Para um grupo de despossuídos, jogados na frieza do natal japonês, a reflexão sobre espiritualidade ganha contornos classistas: que oportunidade teriam os protagonistas de pensar acerca de seu propósito e sentido na vida? Foi preciso que um bebê nascesse como um McGuffin em suas vidas para que para eles surgisse também um propósito.

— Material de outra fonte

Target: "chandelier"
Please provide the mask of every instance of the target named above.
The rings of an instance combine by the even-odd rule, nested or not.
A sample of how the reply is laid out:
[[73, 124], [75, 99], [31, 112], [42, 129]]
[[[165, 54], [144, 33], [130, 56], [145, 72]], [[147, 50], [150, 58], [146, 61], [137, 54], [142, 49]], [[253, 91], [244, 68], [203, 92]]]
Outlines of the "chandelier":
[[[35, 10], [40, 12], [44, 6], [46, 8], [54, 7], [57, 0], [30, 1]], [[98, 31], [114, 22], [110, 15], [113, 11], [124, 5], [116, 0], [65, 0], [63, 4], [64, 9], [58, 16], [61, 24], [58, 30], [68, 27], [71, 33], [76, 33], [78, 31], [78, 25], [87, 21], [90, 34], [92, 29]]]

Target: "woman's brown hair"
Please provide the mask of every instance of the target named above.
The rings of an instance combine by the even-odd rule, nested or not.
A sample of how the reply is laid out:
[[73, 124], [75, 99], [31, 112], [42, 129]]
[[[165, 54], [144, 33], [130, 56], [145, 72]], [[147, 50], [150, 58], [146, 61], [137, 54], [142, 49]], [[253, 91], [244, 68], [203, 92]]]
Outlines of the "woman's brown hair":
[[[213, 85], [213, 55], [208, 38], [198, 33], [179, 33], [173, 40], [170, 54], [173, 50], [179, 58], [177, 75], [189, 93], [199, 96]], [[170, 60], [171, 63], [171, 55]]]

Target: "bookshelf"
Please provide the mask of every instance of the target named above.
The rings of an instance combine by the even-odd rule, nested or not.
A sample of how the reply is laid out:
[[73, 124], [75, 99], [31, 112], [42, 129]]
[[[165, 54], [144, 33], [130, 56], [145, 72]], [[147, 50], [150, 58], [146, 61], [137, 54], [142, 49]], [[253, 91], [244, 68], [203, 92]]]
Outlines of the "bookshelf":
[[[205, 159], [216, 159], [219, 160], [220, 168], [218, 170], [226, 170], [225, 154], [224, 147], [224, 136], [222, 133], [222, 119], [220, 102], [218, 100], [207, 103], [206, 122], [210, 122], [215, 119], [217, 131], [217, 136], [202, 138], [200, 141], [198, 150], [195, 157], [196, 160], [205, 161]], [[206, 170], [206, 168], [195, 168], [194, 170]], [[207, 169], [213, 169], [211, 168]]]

Redenção, alegorias, luzes e vento

O anime de Satoshi apresenta ação, humor, reviravoltas e uma convergência de “coincidências”, que escalam a própria jornada dos três personagens, num ritmo eletrizante e que satisfaz ao seu final. Considero, assim, que o cartoon de Satoshi Kon foi uma feliz escolha com que o PCB-DF nos brindou.

O proposital “esquecimento” dos oprimidos liberta os donos do capital a um tratamento irrestritamente desumano em relação a eles. A humanidade do mestre japonês, todavia, não deixou escapar os nobres sentimentos vindos deste nosso trio de esquecidos e rejeitados. Com sua arte, e armado com originalidade, retratou seus sonhos e aspirações, justamente na noite de natal. Sem pieguice. A comédia funcionou, bem como as cenas de perseguição que pouco devem às melhores live actions. Emocionou.

E o uso das luzes em brilhantes resoluções a par e passo do toque genial do uso do vento, em várias cenas, ora negativas, ora positivas, revelaram ainda todo o arcabouço técnico e criativo dessa obra de Satoshi.

Tantas vezes nos perguntamos como projetar soluções que vão à raiz dos problemas que tendem a se repetir nas grandes metrópoles, selvagemente capitalistas, sem que a reflexão teórica nos turve a sensibilidade para nós mesmos, personagens desses problemas. Um diagnóstico feito pela arte de lendários realizadores é sempre um bom começo.

Ps.: A obra pareceu-me inspirada em um filme de 1948, com John Wayne, chamado “3 Godfathers”, de John Ford. Não é ruim, mas prefira o anime de Satoshi!